Kelurahan Pekojan Dirintis Jadi ”Laboratorium Kasih Sayang”
Oleh
Fransiskus Pati Herin
·3 menit baca
JAKARTA, KOMPAS — Keberagaman suku, agama, dan etnis di Kelurahan Pekojan di DKI Jakarta yang terbentuk selama ratusan tahun kini masih terawat dengan baik. Dengan modal itu, kelurahan dengan jumlah penduduk 27.506 jiwa itu sedang dirintis menjadi sebuah laboratorium kasih sayang di Indonesia.
Potret keberagaman itu terlihat saat Kompas mendatangi kelurahan seluas 77,8 hektar di Kecamatan Tambora, Jakarta Barat, itu pada Selasa (12/6/2018). Di Jalan Bandengan Selatan, misalnya, bangunan gereja, masjid, dan wihara berjejer dengan jarak tidak lebih dari 100 meter.
Lurah Pekojan Tri Prasetyo Utomo mengatakan, wajah Pekojan yang beragam itu terbentuk selama ratusan tahun. Selain Betawi, etnis lain yang ada di sana adalah Jawa, Madura, Arab, India, dan China. Mereka pun berlatar belakang keyakinan yang beragam, seperti Islam, Kristen, dan Buddha.
”Kampung ini awalnya dibentuk oleh orang India. Sekarang etnis Tionghoa, misalnya, mendominasi di RW (rukun warga) 6, 7, dan 10, sedangkan Arab ada di RW 1. Ada juga yang dari Madura, Betawi,” katanya. Di kelurahan itu terdapat 12 RW yang terdiri atas 144 RT (rukun tentangga).
Menurut dia, selama ini warga hidup berdampingan secara damai. Kawin campur antaretnis ataupun antaragama semakin mengeratkan hubungan mereka. Tidak ada riwayat konflik bernuansa etnis atau agama di sana.
Keberagaman yang kuat itu, menurut Tri, kini menjadi modal untuk meningkatkan lagi kepedulian terhadap sesama, terutama mereka yang membutuhkan bantuan. Dari sisi ekonomi, misalnya, masih banyak warga yang hidup di bawah garis kemiskinan.
Itu terpantau dari banyaknya bangunan kumuh di pinggir rel kereta tepat di depan kantor kelurahan. Selain itu, juga berderet permukian padat dengan satu rumah diisi lebih dari dua kepala keluarga. ”Ada rumah yang berukuran kecil sehingga mereka tiduran secara bergantian,” ujarnya.

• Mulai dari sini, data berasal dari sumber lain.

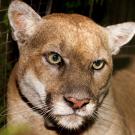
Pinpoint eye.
[92,60,105,70]
[46,52,63,65]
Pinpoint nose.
[64,97,90,109]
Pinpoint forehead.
[34,15,108,58]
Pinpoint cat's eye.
[46,52,62,65]
[92,60,105,70]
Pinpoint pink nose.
[65,97,89,109]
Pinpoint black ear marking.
[107,22,135,55]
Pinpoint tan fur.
[7,1,135,135]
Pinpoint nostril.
[64,97,74,107]
[64,97,89,109]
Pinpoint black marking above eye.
[92,60,106,70]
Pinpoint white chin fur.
[52,100,96,130]
[56,114,84,130]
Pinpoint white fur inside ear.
[8,0,41,39]
[107,22,135,55]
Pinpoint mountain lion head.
[8,1,135,130]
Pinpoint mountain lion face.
[9,1,134,129]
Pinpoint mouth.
[45,104,96,131]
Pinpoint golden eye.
[92,60,105,70]
[47,52,62,65]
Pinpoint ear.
[8,0,41,42]
[107,22,135,55]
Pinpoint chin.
[55,114,84,130]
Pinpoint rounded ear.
[8,0,41,40]
[106,22,135,55]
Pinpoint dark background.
[0,0,135,127]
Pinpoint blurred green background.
[0,0,135,131]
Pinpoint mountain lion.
[7,0,135,135]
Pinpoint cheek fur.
[19,71,46,107]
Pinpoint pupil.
[53,54,59,61]
[95,60,101,66]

Pada Maret 2018 diluncurkan program Pekojan sebagai kampung welas asih (kasih sayang) atas dukungan dari Compassion Action International Network. Sejumlah program yang mulai digulirkan seperti kelas terapi bagi anak berkebutuhan khusus dan pojok baca serta taman beramain. Kegiatan ini melibatkan masyarakat luas.
Margono, warga RW IX yang juga pemeluk Kristen, menuturkan, kelompok minoritas seperti dirinya oleh umat Muslim yang mayoritas diperlakukan sebagai sahabat. ”Bahkan, pada saat Natal, misalnya, tempat parkir jemaat diatur oleh mereka (yang beragam Islam),” katanya.
Kesan serupa disampaikan Clauw Diana Citrani (54), warga keturunan Tionghoa. Clauw bahkan dipilih menjadi Ketua RW VI. Selain memeluk Kristen, ada juga keturunan Tionghoa yang memeluk agama lain, seperti Islam dan Buddha.
Efek politik indentitas
Bagi Tri yang memimpin kelurahan itu sejak 2015, cara untuk menguatkan kohesi sosial antarwarga adalah memperbanyak perjumpaan lewat sejumlah kegiatan. Di kelurahan itu sering digelar Festival Pekojan dan Festival Kampung Arab. Sebagai simbol perekat telah dibangun Tugu Menara Pekojan yang diresmikan pada 12 Desember 2015.
Lalu bagaimana dengan efek politik identitas di Jakarta belakang ini? ”Di sini efeknya tidak terlalu terasa. Pilihan politik berbeda, tapi tidak terbawa sampai pada kehidupan keseharian warga. Kami di sini biasa saja,” kata Clauw.